Esto era demasiado sutil para Theresia.
—¿Quién te ha contado eso?
—Volkmar.
Toda la familia Bauer se había marchado también de la iglesia.
—¿Y Bauer es teólogo? ¿Un doctor rustica? ¿Vendrás a la misa del amanecer?
Nunca había tenido que hacerle esa pregunta. En el pasado, su hija asistía a las tres misas de Cristo.
—¿Estarán ellos allí?
Las costumbres y ceremonias de la aldea interesaban a Kratzer y a muchos de los peregrinos perdidos. Algunos de ellos sin suda asistirían con sus fotografía y mikrophonai.
—Es posible.
Ella negó con la cabeza.
—Entonces yo no estaré. —Empezó a cerrar la puerta.
Dietrich alzó la mano para detenerla.
—Espera. Si «ante Cristo no hay judío ni griego, ni esclavo ni hombre libre, ni hombre ni mujer», ¿cómo puedo ante Cristo expulsar a nadie de la misa?
—Porque esos demonios no son hombres ni mujeres, ni griegos ni judíos —respondió ella simplemente.
—¡Eres una peleona!
Theresia cerró la puerta.
—Debéis descansar para la misa del alba —la oyó él decir.
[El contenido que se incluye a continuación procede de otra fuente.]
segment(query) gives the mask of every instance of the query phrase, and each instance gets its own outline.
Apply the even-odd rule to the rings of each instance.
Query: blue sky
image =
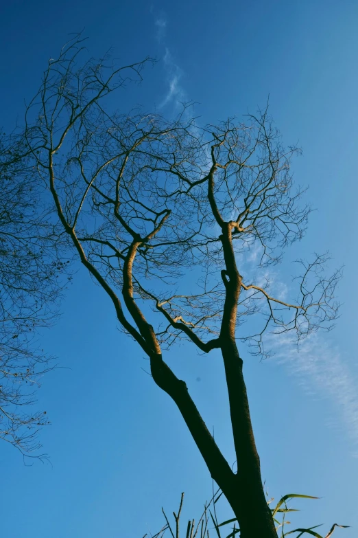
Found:
[[[75,7],[73,4],[75,4]],[[91,54],[114,47],[124,63],[159,59],[130,102],[171,115],[193,100],[203,123],[264,106],[287,144],[298,142],[298,183],[317,208],[294,260],[329,249],[344,264],[337,328],[297,356],[289,342],[276,358],[247,357],[245,372],[263,476],[270,494],[323,498],[300,503],[299,525],[358,526],[356,229],[358,212],[358,4],[322,0],[180,3],[12,0],[1,6],[0,123],[21,121],[46,61],[68,34],[85,28]],[[288,265],[275,269],[289,283]],[[116,327],[111,305],[80,269],[58,325],[43,335],[61,366],[44,379],[39,405],[52,425],[42,434],[52,465],[24,467],[0,445],[1,529],[29,538],[141,537],[185,491],[197,517],[211,492],[208,473],[178,412],[142,368],[139,348]],[[230,462],[234,455],[219,358],[186,346],[171,353]],[[200,378],[201,381],[197,381]]]

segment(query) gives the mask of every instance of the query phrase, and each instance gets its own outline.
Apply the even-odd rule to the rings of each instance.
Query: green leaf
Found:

De regreso a la rectoría, Dietrich expresó sus frustraciones a Joachim y se preguntó si podría prohibir a los krenken que asistieran a algunas misas para que Theresia y los demás lo hicieran.
—La respuesta sencilla es que no podéis —repuso el monje—, y como mucho de lo que Cristo enseñó, la respuesta sencilla será suficiente. Sólo los eruditos cargan esas cosas con diatribas. —Extendió la mano y agarró la muñeca de Dietrich—. Nos enfrentamos a una tarea maravillosa, Dietrich. Si atraemos a estos engendros de Satán a los brazos de Cristo, el Reino de los Cielos no puede estar muy lejos. Y cuando venga la Tercera Era del Mundo, la Era del Espíritu Santo, nuestros nombres quedarán escritos en oro.
Mientras se acostaba para echar una cabezada hasta la misa del amanecer, Dietrich pensó: «¿Pero estará el nombre de Theresia entre ellos?»
Como sucede a menudo, el miedo se tradujo en hostilidad. Theresia arrojaba bolas de nieve a los krenken cada vez que los veía al descubierto, pues había comprendido su particular sensibilidad al frío.
—Pues claro que el frío los molesta —le dijo a Dietrich después de que éste la reprendiera—. Están acostumbrados a los fuegos del infierno.
En una ocasión, sus proyectiles helados alcanzaron a un niño krenk. Después de esto, algunos krenken, sabiendo que verlos la volvía loca, empezaron a arriesgarse a soportar el frío para vengarse de ella asomándose a la ventana de su cabaña. El barón Grosswald aplicó la disciplina krenk a estos transgresores, no por amor a Theresia Gresch, sino para mantener la precaria paz, y el calor, que había conseguido gracias a la disposición de Herr Manfred.